| The best surprise about "The First Eagle," Tony Hillerman's smart new crime novel, is that there aren't many surprises. Hillerman brings back his stalwart Navajo Tribal policemen -- Acting Lieutenant Jim Chee and retired Lieutenant Joe Leaphorn -- and sets the book's action in the Four Corners area of the Southwest, where several states, as well as several Indian reservations and a number of Indian and white cultures, meet. The result is a thriller that's full of insight and subtle humor, one that easily transcends the genre.
Before he turned to fiction, Hillerman covered the crime beat for a number of newspapers, and his books have the kind of verisimilitude that can't be faked. Even his dialogue has a sturdy rhythm; you feel you're eavesdropping on actual conversations and jokes. In "The First Eagle," he alternates between two cases: Chee's investigation of the death of Benjamin Kinsmen, a fellow Navajo policeman, and Leaphorn's search for missing biologist Catherine Pollard, who's studying the spread of bubonic plague on the reservation.
In his search for Pollard, Leaphorn employs both conventional and unconventional methods: He seeks out not only biologists who have worked with the woman, but also a local trader who's heard talk of witchcraft.
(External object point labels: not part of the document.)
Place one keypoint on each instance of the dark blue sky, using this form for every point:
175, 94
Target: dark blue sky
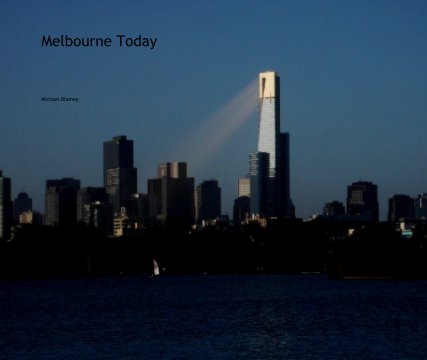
353, 75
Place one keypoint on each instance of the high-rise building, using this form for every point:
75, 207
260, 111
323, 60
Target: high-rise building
22, 203
208, 200
244, 187
174, 193
120, 176
420, 206
60, 201
258, 175
5, 206
400, 206
275, 195
241, 209
334, 208
285, 206
87, 196
362, 200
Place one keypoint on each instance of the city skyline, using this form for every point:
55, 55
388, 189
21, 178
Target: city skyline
353, 92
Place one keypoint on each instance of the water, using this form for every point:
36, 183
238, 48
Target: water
213, 317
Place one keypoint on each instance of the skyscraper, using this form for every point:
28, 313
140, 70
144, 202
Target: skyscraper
208, 200
174, 193
244, 187
362, 200
120, 177
275, 195
5, 206
22, 203
258, 175
60, 201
Meanwhile, Chee must deal with a Hopi man caught at a murder scene on land shared by both the Navajo and the Hopi. After seeking advice from his mentor and great uncle, he employs a traditional hunting ritual (among other things) in an attempt to prove that the man is innocent.
For Hillerman's longtime readers, the nuances of his characters' lives are as interesting as anything in his plots. And while Leaphorn's and Chee's work is informed by a traditional Navajo understanding of "beauty" and "harmony," Hillerman doesn't lionize this pair -- they're not flawless and noble. Each seems to be at a crossroads: Leaphorn's wife has died of cancer, and that experience haunts him throughout this story. (What's more, he can't seem to give up police work, despite being officially retired.) For his part, Chee is ambivalent about a possible promotion because it might force him to leave the reservation. His romantic relationships are just as tortured.
Hillerman was referring to the Native American writers Leslie Marmon Silko and M. Scott Momaday when he once said, "They are artists. I am a storyteller." He's being modest. Hillerman's storytelling is its own kind of folk art; few writers in any genre are as adept at creating such textured environments while also keeping us glued to our seats.